Doing other work in the loop

We have only looked at a simple chunk of math inside the loop, but we can do many other things there as well, Our counter can be used to track the number of checks we wrote while we sum them up. We coult use those two numbers to figure out the average amount of each check we wrote during the month.

In fact, a simple variation on this might be useful in figuring out our bank balance (I am going to keep is simple, no coins in our world here!

In this case, a positive number is a check, a negative number is a deposit, and a zero gets us out of the program!
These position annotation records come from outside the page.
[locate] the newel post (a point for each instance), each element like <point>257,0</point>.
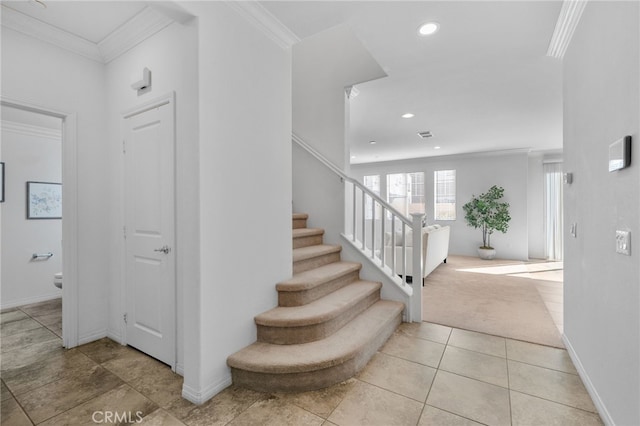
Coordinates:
<point>416,261</point>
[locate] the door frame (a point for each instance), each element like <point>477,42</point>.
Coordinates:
<point>166,99</point>
<point>70,297</point>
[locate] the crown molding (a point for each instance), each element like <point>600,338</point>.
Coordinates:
<point>264,20</point>
<point>31,130</point>
<point>568,19</point>
<point>27,25</point>
<point>136,30</point>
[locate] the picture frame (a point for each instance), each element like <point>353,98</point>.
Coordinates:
<point>44,200</point>
<point>1,182</point>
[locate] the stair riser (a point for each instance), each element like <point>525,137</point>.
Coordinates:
<point>311,240</point>
<point>315,262</point>
<point>299,223</point>
<point>310,333</point>
<point>301,382</point>
<point>299,298</point>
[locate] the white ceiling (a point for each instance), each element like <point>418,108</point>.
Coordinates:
<point>90,20</point>
<point>482,83</point>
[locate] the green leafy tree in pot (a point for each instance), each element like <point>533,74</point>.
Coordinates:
<point>486,211</point>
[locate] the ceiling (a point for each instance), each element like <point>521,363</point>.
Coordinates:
<point>90,20</point>
<point>482,83</point>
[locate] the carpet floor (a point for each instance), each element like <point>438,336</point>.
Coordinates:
<point>499,297</point>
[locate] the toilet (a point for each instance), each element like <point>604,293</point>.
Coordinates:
<point>57,280</point>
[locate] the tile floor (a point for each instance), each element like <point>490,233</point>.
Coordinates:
<point>426,374</point>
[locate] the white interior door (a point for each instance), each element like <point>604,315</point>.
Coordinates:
<point>149,232</point>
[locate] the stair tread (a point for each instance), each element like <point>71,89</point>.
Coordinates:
<point>307,232</point>
<point>314,277</point>
<point>310,252</point>
<point>333,350</point>
<point>321,310</point>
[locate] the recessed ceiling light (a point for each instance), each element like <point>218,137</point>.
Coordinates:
<point>428,28</point>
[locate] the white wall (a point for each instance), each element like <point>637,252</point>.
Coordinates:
<point>475,174</point>
<point>245,192</point>
<point>601,288</point>
<point>42,74</point>
<point>29,156</point>
<point>171,55</point>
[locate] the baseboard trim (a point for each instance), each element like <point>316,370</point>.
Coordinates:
<point>200,397</point>
<point>597,401</point>
<point>30,300</point>
<point>92,337</point>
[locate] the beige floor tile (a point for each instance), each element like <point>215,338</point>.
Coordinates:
<point>10,316</point>
<point>276,412</point>
<point>62,365</point>
<point>57,397</point>
<point>18,326</point>
<point>4,391</point>
<point>414,349</point>
<point>132,364</point>
<point>542,356</point>
<point>12,414</point>
<point>407,378</point>
<point>35,353</point>
<point>369,405</point>
<point>321,402</point>
<point>27,338</point>
<point>478,342</point>
<point>104,350</point>
<point>426,330</point>
<point>160,417</point>
<point>432,416</point>
<point>219,410</point>
<point>528,410</point>
<point>475,365</point>
<point>122,401</point>
<point>470,398</point>
<point>565,388</point>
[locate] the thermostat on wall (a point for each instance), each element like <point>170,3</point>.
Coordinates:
<point>620,154</point>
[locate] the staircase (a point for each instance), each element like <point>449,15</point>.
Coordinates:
<point>327,325</point>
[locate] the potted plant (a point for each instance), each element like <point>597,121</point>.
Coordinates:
<point>486,211</point>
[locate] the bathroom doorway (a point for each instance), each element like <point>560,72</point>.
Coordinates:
<point>36,227</point>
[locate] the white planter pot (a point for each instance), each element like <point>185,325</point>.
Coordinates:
<point>486,254</point>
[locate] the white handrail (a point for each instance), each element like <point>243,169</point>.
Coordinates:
<point>342,175</point>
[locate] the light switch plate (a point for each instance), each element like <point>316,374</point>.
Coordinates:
<point>623,242</point>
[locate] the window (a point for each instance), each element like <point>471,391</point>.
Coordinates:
<point>373,183</point>
<point>444,194</point>
<point>405,192</point>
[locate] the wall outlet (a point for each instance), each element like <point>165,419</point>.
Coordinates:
<point>623,242</point>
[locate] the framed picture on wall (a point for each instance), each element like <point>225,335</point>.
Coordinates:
<point>1,182</point>
<point>44,200</point>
This seems backward, but most folks write a lot more checks than they make deposits, so entering a negative might be easier on them. OK, so they have to think a bit to use this code - make it better!

int balance;
int user_value;
int count = 0;
cout << "Enter a starting balance (integers only here): ";
cin >> balance;
cout << "Starting balance is: " << balance << end;
cout << "Enter checks and deposits (+ for a check, - for a deposit): ";
cin >> user_value;
while(user_value != 0) {
    balance = balance - user_value;
    count = count + 1;
    cout << "Current balance is: " << balance << endl;
    cout << "Enter checks and deposits (+ for a check, - for a deposit): ";
    cin >> user_value;
cout << "You processed " << count << " transactions." << endl;
cout << "Your final balance is: " << balance << endl;

Obviously, with a little work, we could turn this into something more useful. Perhaps we ask the user for a code (like “c” or “d”) to indicate the kind of transaction, then get a positive number so we use the right formula. Such a program might be better since it would make more sense both to the programmer and later reader of the code.

There is no absolute right way to write code, your goal is to pick structures and names that make the logic of your code clear to everyone. You would be amazed at how often reading your own code leaves you confused later on (somethings not that much later!) Practice by having someone else look your code over. In the “real world” programmers go through code reviews with others on their team and get to explain why the code is as it is. If you cannot do this, it is time to re-write it and make it better. Programmers do this to working code all the time. It is called refactoring.